Unnamed: 0,experimental_group,is_click,user_id
0,A,False,517
1,A,True,310
2,B,False,572
3,B,True,255


In [117]:
experimental_pivot = experimental.pivot(
        columns = 'is_click',
        index = 'experimental_group',
        values = 'user_id'
).reset_index()
experimental_pivot

is_click,experimental_group,False,True
0,A,517,310
1,B,572,255


In [118]:
experimental_pivot['percent_clicked'] = 100*(experimental_pivot[True] / (experimental_pivot[True] + experimental_pivot[False]))
experimental_pivot

is_click,experimental_group,False,True,percent_clicked
0,A,517,310,37.484885
1,B,572,255,30.834341


In [119]:
a_clicks = ad_clicks[ad_clicks.experimental_group == 'A']
b_clicks = ad_clicks[ad_clicks.experimental_group == 'B']

In [120]:
a_pivot = a_clicks.groupby(['is_click', 'day']).user_id.count().reset_index().pivot(
    columns = 'is_click',
    index = 'day',
    values = 'user_id'
).reset_index()

a_pivot

is_click,day,False,True
0,1 - Monday,70,43
1,2 - Tuesday,76,43
2,3 - Wednesday,86,38
3,4 - Thursday,69,47
4,5 - Friday,77,51
5,6 - Saturday,73,45
6,7 - Sunday,66,43


In [126]:
b_pivot = b_clicks.groupby(['is_click', 'day']).user_id.count().reset_index().pivot(
    columns = 'is_click',
    index = 'day',
    values = 'user_id'
).reset_index()

b_pivot

is_click,day,False,True
0,1 - Monday,81,32
1,2 - Tuesday,74,45
2,3 - Wednesday,89,35
3,4 - Thursday,87,29
4,5 - Friday,90,38
5,6 - Saturday,76,42
6,7 - Sunday,75,34


In [121]:
a_pivot['percent_clicked'] = 100*(a_pivot[True] / (a_pivot[True] + a_pivot[False]))

a_pivot

is_click,day,False,True,percent_clicked
0,1 - Monday,70,43,38.053097
1,2 - Tuesday,76,43,36.134454
2,3 - Wednesday,86,38,30.645161
3,4 - Thursday,69,47,40.517241
4,5 - Friday,77,51,39.84375
5,6 - Saturday,73,45,38.135593
6,7 - Sunday,66,43,39.449541


In [127]:
b_pivot['percent_clicked'] = 100*(b_pivot[True] / (b_pivot[True] + b_pivot[False]))

b_pivot

is_click,day,False,True,percent_clicked
0,1 - Monday,81,32,28.318584
1,2 - Tuesday,74,45,37.815126
2,3 - Wednesday,89,35,28.225806
3,4 - Thursday,87,29,25.0
4,5 - Friday,90,38,29.6875
5,6 - Saturday,76,42,35.59322
6,7 - Sunday,75,34,31.192661


Compare the results for A and B. What happened over the course of the week?

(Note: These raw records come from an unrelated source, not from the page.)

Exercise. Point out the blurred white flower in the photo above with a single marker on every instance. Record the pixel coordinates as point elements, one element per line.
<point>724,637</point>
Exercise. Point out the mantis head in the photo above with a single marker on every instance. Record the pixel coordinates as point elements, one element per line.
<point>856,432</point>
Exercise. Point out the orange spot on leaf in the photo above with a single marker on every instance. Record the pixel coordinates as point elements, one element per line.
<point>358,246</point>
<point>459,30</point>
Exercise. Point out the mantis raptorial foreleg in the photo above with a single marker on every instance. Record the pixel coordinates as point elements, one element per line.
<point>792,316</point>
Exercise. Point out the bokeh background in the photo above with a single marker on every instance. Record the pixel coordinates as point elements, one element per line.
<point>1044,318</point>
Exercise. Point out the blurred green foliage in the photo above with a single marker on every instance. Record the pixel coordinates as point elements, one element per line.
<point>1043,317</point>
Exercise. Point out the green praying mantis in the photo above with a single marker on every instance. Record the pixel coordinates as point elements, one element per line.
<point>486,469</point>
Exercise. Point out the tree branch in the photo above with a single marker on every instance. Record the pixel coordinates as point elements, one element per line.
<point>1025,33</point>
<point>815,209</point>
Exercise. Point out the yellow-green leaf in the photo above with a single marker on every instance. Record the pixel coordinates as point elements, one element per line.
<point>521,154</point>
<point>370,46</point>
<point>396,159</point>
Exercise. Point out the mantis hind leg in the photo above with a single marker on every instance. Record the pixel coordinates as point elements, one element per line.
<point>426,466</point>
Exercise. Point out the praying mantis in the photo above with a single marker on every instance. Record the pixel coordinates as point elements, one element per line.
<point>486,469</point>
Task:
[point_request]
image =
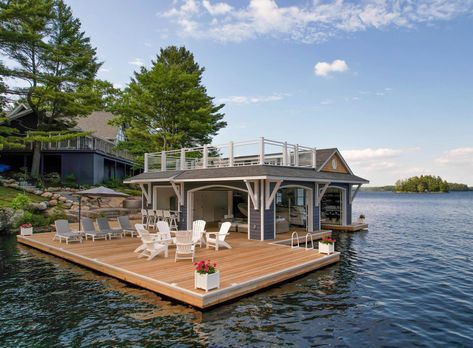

Do you recommend that your company use Ad A or Ad B?

Answer :

from 1654 data, the results are 50 : 50 for Ad A and Ad B, each got 827 results.

Which is Ad A was doing better than Ad B :
    - Ad Click Ad A had 55 results more than Ad B.
    - Ad for a week, Ad A were doing better, only lost on Tuesday from Ad B with 1.68% different
    
It might be a good idea to choose Ad A.